サイダーのように言葉が湧き上がるのさうすぽーのレビュー・感想・評価

2.7
自己満足点 55点

【四月は君の嘘】を手掛けたイシグロキョウヘイ監督のオリジナル作品。

全体的にボチボチな感じです。

主人公のヘッドホンやヒロインのマスク、それぞれの使い方が上手くて序盤から終盤にかけての二人の関係性に表されているのが思わず唸らされます。

また、俳句がメインの要素だっただけに、「言葉の比喩」が非常に上手いです。特に、主人公が最後に書いた俳句はヒロインへの想いや彼女の殻を破る切っ掛けにも繋がる秀逸なもので凄く上手いです。

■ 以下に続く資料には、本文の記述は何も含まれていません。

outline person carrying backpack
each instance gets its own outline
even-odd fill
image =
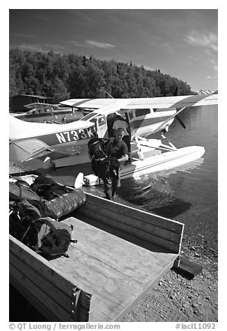
[[[120,186],[121,163],[128,159],[127,145],[123,140],[124,129],[118,128],[116,131],[116,136],[113,140],[109,140],[106,145],[106,152],[110,158],[110,172],[109,176],[102,179],[104,193],[108,200],[114,200],[117,189]]]

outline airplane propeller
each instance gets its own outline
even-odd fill
[[[178,88],[176,87],[173,93],[173,97],[177,97],[178,94]],[[178,115],[175,115],[175,118],[178,120],[180,125],[183,127],[184,129],[186,129],[186,126],[185,125],[185,123],[180,120],[179,116]]]

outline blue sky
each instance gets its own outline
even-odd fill
[[[218,88],[217,9],[10,9],[9,46],[132,61],[193,90]]]

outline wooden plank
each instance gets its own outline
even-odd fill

音楽の使い方も絶妙で、牛尾憲輔さんの劇版音楽やNever young beachの歌う主題歌も今作の世界観に合っていました。
大貫妙子の曲セレクトもお見事です!


ただ、主人公とヒロインの関係性の丁寧さに反して他のキャラクターが「水槽のお飾り」のような添え物になっているのが否めないです。
正直どうでもいいキャラクター達で主人公とヒロインのやり取りにただいるだけになってしまって結構薄くてガッカリしました。

ヒロインに関しても一点だけ。
常にマスクしてる理由が出っ歯を隠すためですが、別に配信のコメント欄で批判されたわけでもありません。だから、正直なんでそんなにネガティブになるんだろうと疑問が残るので、コンプレックスを抱える理由が弱いです。

あと意外なことに、作画があまり良くなかった。
花火や車の移動シーン等、所々では良い点はあったものの、全体的に人物の動きが滑らかではないし、同じ監督の「四月は君の嘘」や「クジラの子らは砂上に唄う」と比べるともう少し頑張ってほしかったです。

ラストシーンに関しては「感動した!」という声が多いですが、個人的には臭すぎるし過剰に感じてあまり好きではなかったです。


やりたい事を上手くこなせていた所が多いので好きな方は多いのも理解してますが、個人的にはもう一押し足りないと感じる部分が多かったです。